The Tokyo Motor Show opened this week, offering up not just an array of the world’s wackiest cars but also an interesting insight into where the automobile and van industries could be heading in the near future.
A common theme for the show has been an emphasis on vehicles of a smaller size, with the majority of the 14 Japanese and 18 overseas manufacturers exhibiting, showcasing tiny electric vehicles in which passengers ride in tandem.
Among the highlights of the show is a shape-shifting tricycle by Kawasaki Motors simply dubbed ‘J’. Able to morph between a low-slung riding position to a higher seated one for more laid back cruising, J is more than reminiscent of the futuristic bikes in the movie Tron.
The show also features some unique new concepts for the van industry. The stand out showing was a vehicle by Japanese manufacturer Daihatsu called the ‘FC Deck’. A miniature fuel-cell powered van, FC Deck’s appearance is akin to a children’s toy truck as opposed to a road vehicle, and measures just 3.3m long, 1.5m wide and 1.9m tall. It remains to be seen how expensive a van insurance policy will be for the FC Deck but due to its size and efficiency, the likelihood is that it will be cheaper than for a standard van.
Alongside the FC Deck is the Deca-Deca kei car van. Based on a same platform to the FC Deck, with similar dimensions, the Deca-Deca comes equipped with sports rear sliding doors on either side of the vehicle and boasts an array of seating arrangements in the interior.

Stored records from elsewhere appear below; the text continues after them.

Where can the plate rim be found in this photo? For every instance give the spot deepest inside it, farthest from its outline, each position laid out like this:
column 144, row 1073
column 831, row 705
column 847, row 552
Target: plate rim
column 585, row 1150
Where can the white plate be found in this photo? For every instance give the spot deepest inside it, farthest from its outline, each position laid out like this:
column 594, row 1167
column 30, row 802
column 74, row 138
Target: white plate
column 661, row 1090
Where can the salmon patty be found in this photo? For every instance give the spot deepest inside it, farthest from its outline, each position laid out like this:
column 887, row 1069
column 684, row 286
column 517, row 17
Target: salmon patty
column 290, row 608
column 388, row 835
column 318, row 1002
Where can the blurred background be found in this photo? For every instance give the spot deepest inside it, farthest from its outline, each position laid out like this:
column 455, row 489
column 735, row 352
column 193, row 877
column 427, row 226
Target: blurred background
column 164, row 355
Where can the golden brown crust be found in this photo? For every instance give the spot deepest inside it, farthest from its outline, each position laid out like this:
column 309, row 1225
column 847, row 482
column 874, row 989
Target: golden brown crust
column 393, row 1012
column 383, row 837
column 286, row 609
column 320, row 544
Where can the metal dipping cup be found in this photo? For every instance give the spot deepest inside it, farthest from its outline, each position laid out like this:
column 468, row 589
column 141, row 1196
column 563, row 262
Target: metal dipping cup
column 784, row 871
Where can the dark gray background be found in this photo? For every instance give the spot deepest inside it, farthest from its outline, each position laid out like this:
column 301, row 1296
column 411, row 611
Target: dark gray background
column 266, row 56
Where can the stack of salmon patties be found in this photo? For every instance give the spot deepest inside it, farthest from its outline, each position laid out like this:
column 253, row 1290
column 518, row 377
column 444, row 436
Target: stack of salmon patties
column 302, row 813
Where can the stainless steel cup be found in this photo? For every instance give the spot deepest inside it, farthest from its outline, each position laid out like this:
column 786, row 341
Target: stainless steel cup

Back to more traditional cars types, Renault has showcased a beautiful looking model of the ‘DeZir.’ An all-electric vehicle and capable of a top speed of 112 mph, the DeZir is two-seater coupe with butterfly doors and stands out from the crowd with its red leather interior
As expected, the world’s biggest car-maker Toyota were ever-present at the show, unveiling a Japan Taxi concept taking its inspiration from the traditional black London cabs in London. Fitted with a liquefied petroleum gas hybrid system, the car has a large interior monitor displaying detailed passenger information, such as the route to the destination and the fare.
Super clean technology
In keeping with the futuristic feel to the show, alongside the taxi cab concepts Toyota also revealed its incredible FV2 tilting car which utilises voice and image recognition to judge a driver’s mood.
The designs on show weren’t solely outlandish concepts for the future however. A little more grounded in reality were Toyota’s plans for their mass-produced fuel-cell car, the FCV. Pitting themselves head to head with rival manufacturer Honda, Toyota says it hopes to bring the model to the mass market by 2015, as the industry seeks to go green having long been sceptical over the use of the super-clean hydrogen technology.
Toyota executive, Satoshi Ogiso, overseeing the production of the fuel cells, suggested the vehicle would not simply be for those of elite status such as celebrities but intended for use as an everyday car for ordinary consumers too. Styled on the Prius gas-electric hybrid and in contrast to some of the crazy concepts on show in Japan this week, the FCV should be hitting car showrooms soon.
Honda won’t be Toyota’s sole rival in the market either. With Honda set to show off their next-generation version at the Los Angeles Auto Show later this week, Korean manufacturer Hyundai will also be throwing their hat into the ring, unveiling plans to start producing a Tucson SUV, similarly powered by fuel cell. If Hyundai stay on schedule for release in 2014 they will be the first mass-market example boasting fuel-cell technology.
The production of fuel-cell technology is set to only increase in the coming years with the Japanese and US governments investing heavily in hydrogen fuelling-station infrastructure, a necessity before fuel-cells can ever truly become practical. However despite this government backing, there are those against the plans, suggesting hydrogen-fuelling stations will cost even more money to build than charging stations for electric cars. With electricity wildly available almost anywhere already and safe ways to produce, store and transfer hydrogen as fuel yet to come to fruition, the skeptics may just have a point.